Well, I cannot complain any more. My husband bought me a notebook computer - one bigger, faster, better than I wanted. One that slightly embarrasses me and slightly scares me because of the money we spent on it. One that, if I had been working, I would have struggled to pay him back for. Except, I don't work. And I have no way of paying for this laptop I didn't deserve but so graciously accepted. I didn't need it, per se. It was a gift, in the purest sense of the word.

I always thought people who said they didn't deserve things they received were lying, that their humility was false. Yesterday, I rethought that idea. Yesterday, as I went through the emotions of trying to reconcile receiving this gift - defined by dictionaries as something bestowed or acquired with no effort on the part of the recipient to earn it - with somehow paying for it or even deserving it, I realized: I don't think I had ever felt this way before. Ever. In my entire life.

The converse of this ugliness is that after receiving a gift such as this one, I still feel like I have to earn it, make up for it in some way, so that the scales are balanced on some cosmic level known only to me. I never thought I would be one who had a hard time accepting love, that I was one who feels she must earn it. But I am.

Psalm 103 comes to mind. It says God has crowned us with lovingkindness and tender mercies. I thought I understood it, but I guess I don't really. For all my entitlement, I suppose I am still lacking in understanding the true depth of God's love, a small measure of which I saw through my husband's lavish spending on me yesterday.

Perhaps that's why the world has trouble understanding the gospel of Jesus Christ. Sometimes the weight of a gift is just a little more than we can bear to understand.

Sunday, April 3, 2011

Self-pity, anyone?

My Macbook is broken and needs to be fixed. It's going to cost $280. You would think my world is coming to an end.

What is it in me that marches in lock step with the demon of self-pity?
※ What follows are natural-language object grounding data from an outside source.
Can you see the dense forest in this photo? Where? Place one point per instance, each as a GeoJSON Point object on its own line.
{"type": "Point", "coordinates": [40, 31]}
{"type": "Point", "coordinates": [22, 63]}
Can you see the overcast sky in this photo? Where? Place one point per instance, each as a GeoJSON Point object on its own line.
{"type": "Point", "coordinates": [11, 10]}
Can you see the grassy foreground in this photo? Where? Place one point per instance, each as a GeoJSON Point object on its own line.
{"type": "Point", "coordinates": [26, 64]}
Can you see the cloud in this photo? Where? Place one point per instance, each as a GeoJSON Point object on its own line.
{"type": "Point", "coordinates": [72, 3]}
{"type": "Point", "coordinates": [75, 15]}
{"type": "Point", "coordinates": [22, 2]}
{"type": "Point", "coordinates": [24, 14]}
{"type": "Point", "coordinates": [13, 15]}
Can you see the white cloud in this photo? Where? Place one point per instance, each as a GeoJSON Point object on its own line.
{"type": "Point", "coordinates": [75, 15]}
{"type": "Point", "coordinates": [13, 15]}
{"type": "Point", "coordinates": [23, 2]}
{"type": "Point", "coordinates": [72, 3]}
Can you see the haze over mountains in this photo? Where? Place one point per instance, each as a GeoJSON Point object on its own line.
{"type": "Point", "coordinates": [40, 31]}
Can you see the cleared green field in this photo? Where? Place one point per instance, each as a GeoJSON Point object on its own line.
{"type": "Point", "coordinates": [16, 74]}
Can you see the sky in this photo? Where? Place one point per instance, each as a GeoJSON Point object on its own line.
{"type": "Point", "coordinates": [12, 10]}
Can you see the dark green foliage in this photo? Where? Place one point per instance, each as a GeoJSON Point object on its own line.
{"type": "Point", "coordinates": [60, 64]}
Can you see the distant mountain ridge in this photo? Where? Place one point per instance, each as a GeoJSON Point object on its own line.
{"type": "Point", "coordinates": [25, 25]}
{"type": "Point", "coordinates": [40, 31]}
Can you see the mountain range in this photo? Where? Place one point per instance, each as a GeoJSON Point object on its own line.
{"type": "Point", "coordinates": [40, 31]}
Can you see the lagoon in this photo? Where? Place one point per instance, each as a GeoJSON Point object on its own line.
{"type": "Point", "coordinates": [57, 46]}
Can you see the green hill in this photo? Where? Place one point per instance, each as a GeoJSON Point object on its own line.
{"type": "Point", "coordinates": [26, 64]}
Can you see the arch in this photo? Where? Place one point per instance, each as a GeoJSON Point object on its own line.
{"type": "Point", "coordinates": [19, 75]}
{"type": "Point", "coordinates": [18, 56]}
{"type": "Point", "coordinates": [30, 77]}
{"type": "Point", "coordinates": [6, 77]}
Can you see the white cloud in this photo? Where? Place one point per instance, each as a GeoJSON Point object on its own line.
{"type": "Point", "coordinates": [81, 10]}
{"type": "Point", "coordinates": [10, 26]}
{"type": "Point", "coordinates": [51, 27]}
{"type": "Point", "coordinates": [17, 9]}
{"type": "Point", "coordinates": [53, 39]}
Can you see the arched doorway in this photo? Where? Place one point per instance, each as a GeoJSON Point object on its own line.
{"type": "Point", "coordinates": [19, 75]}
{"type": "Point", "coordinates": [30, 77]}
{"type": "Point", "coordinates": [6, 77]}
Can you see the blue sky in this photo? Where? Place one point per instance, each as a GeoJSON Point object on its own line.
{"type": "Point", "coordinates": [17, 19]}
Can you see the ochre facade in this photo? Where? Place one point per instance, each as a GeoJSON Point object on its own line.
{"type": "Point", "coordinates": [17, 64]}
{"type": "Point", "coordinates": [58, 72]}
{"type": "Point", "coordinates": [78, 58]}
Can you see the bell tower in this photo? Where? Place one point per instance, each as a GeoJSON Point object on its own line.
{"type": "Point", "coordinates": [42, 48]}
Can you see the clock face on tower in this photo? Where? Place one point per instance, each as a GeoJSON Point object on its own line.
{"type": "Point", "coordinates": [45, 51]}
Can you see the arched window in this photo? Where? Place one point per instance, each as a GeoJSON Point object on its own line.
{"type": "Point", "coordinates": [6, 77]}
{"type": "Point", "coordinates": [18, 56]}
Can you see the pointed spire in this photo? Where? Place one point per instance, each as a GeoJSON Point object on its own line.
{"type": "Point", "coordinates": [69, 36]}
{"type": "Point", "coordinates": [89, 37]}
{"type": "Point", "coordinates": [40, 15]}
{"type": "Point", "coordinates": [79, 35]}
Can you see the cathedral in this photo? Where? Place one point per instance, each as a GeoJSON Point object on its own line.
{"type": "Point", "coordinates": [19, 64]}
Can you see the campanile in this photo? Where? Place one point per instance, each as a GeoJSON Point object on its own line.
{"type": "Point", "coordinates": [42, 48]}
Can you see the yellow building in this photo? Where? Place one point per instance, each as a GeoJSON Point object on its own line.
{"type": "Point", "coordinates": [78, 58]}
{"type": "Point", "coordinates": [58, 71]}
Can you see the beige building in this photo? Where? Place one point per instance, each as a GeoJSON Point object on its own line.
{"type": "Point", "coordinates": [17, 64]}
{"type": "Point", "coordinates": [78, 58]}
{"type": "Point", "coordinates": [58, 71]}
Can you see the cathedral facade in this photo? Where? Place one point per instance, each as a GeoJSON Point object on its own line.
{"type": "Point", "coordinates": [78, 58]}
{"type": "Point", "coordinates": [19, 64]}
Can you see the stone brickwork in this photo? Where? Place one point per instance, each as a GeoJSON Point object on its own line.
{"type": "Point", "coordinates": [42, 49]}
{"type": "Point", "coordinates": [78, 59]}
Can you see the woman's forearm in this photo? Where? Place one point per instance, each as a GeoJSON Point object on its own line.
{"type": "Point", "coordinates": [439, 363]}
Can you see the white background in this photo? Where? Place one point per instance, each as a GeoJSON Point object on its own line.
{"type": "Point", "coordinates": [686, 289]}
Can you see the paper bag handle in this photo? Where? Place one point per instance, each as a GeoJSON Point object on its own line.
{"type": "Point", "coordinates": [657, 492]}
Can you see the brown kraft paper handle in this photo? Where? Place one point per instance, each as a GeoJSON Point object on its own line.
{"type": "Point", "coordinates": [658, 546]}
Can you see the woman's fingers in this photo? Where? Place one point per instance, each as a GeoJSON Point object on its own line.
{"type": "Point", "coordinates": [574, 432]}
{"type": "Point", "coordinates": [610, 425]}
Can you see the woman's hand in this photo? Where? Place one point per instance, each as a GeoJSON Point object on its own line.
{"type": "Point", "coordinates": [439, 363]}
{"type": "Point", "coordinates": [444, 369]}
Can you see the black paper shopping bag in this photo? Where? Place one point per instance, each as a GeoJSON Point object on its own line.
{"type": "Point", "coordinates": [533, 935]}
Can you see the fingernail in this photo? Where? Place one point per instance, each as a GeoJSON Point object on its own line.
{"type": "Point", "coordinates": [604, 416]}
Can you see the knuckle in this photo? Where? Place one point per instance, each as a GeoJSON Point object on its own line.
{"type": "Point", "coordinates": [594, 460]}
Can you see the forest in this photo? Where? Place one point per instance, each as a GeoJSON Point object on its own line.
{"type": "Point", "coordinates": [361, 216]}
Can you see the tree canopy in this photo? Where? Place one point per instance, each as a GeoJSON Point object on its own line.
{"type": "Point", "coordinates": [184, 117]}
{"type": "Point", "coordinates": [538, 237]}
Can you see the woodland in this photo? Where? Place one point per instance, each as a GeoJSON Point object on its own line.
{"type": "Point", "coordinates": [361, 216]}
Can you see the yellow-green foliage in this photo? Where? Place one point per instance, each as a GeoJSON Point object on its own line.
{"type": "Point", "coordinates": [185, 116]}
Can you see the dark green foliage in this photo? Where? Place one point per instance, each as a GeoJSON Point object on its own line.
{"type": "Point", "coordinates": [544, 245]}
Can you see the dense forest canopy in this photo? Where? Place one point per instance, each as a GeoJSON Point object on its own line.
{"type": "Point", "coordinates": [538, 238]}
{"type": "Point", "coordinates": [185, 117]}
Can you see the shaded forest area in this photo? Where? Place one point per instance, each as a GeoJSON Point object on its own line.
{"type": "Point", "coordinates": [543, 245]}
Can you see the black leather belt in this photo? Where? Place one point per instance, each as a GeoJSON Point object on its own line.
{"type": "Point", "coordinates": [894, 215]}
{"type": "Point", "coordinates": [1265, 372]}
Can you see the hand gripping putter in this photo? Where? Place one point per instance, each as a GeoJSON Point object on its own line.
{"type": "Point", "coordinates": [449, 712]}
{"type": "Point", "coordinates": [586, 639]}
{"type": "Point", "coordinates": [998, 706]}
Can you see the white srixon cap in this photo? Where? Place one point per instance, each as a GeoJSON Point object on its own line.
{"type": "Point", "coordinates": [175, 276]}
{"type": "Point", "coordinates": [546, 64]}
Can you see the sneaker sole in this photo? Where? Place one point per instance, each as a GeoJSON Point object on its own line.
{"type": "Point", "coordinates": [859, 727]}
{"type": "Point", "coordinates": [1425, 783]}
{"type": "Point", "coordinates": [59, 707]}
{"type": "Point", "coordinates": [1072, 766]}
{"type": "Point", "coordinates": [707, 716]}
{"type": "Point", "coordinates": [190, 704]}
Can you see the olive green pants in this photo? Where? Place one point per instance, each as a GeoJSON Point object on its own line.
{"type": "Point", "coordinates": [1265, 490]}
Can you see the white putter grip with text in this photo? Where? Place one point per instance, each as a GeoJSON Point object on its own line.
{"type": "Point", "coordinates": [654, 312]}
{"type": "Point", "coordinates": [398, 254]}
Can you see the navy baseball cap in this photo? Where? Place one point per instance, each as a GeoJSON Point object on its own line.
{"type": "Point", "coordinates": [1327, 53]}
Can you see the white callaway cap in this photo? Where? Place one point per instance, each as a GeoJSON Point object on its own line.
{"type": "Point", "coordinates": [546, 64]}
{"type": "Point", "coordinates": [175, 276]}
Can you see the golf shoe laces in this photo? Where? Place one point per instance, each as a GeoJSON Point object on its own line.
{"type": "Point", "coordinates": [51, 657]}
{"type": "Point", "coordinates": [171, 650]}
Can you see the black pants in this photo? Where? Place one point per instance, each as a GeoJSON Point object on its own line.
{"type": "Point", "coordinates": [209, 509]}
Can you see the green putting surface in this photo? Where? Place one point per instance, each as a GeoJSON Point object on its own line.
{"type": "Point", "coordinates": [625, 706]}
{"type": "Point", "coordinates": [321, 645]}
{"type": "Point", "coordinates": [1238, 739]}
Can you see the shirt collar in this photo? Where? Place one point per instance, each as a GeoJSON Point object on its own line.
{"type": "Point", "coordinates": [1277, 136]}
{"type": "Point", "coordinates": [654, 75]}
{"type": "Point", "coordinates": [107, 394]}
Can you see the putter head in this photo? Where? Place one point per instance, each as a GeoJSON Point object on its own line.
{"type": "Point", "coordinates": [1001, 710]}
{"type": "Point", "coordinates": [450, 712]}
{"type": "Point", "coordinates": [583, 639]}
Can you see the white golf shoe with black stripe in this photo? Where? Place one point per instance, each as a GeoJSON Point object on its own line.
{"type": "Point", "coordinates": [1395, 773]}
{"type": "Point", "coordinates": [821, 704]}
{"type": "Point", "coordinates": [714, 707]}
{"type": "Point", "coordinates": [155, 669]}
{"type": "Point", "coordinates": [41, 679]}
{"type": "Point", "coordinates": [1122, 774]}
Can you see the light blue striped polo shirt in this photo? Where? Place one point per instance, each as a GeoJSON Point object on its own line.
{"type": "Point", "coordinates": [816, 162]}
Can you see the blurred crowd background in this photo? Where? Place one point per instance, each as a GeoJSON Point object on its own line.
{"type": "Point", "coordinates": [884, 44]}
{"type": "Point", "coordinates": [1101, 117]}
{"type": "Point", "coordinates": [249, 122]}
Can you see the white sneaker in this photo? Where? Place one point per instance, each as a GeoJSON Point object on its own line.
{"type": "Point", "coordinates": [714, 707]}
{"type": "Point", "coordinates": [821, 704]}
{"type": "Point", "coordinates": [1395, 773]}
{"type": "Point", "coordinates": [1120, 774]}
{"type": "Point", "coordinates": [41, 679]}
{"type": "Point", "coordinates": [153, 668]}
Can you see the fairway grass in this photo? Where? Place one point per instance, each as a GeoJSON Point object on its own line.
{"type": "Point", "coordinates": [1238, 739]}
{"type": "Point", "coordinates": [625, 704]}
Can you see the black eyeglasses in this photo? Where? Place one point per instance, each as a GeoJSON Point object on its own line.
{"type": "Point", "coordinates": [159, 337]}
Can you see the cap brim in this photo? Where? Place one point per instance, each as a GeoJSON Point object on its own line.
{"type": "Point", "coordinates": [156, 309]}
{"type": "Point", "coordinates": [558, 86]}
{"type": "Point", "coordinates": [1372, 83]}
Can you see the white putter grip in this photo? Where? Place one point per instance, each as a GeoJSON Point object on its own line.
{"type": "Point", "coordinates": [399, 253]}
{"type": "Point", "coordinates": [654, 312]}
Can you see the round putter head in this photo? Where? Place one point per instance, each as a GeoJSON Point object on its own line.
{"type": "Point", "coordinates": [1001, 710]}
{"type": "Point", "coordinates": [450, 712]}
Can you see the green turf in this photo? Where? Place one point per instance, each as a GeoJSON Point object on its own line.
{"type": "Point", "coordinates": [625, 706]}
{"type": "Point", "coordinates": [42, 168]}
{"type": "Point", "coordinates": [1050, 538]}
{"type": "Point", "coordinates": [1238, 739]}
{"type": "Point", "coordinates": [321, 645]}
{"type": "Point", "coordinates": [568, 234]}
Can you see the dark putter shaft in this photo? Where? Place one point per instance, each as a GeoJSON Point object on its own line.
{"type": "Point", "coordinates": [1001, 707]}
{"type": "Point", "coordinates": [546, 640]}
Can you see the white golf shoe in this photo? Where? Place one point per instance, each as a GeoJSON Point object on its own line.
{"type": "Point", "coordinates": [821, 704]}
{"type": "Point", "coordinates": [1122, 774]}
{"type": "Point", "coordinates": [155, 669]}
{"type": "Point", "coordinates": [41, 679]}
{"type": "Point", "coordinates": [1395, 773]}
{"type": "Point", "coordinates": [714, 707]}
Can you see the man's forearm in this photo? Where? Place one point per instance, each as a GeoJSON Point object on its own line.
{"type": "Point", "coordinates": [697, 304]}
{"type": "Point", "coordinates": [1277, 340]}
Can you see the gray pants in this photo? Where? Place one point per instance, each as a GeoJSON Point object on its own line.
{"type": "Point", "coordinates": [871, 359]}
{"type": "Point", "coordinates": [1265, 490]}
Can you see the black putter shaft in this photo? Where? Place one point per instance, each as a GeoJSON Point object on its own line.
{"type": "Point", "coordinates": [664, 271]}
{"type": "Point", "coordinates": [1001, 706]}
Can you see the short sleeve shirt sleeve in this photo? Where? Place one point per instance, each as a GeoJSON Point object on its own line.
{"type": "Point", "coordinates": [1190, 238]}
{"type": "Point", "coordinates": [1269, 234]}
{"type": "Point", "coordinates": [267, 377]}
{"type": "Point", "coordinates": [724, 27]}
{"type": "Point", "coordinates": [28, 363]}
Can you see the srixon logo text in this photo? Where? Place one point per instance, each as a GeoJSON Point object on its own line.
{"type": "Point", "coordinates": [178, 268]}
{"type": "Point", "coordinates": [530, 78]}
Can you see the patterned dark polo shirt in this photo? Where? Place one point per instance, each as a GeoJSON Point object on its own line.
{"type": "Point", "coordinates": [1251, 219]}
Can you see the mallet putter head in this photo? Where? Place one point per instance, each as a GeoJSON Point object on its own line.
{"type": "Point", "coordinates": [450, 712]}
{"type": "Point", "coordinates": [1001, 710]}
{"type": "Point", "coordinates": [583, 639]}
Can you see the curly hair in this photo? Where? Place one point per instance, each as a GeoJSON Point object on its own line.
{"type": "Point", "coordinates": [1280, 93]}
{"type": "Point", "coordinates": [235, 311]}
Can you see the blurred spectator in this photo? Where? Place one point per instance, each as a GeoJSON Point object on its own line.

I told my husband, "At least I'm aware of it and I'm aware that these feelings I have are not real." He says, "So a homocidal maniac knows he's a homocidal maniac. Hmm." Wish I thought that was funny. But at least it's honest. Argh.

I have spent much of the day going back and forth about keeping the old one for watching Hulu and Netflix (it works when attached to an external screen because it works fine but the backlight is out so you can't see the screen.) and buying one for my own personal use or just getting it fixed and keeping things as they are. My impulsive decisions in the past have usually been mistakes and so I want to wait to decide either way. I have prayed and failed to control my thoughts, prayed and failed. Over and over and over.

The answer I have received is to wait. If only it wasn't so hard.

At least I remembered to pray first.

For tonight, I think, that little change is going to have to be enough.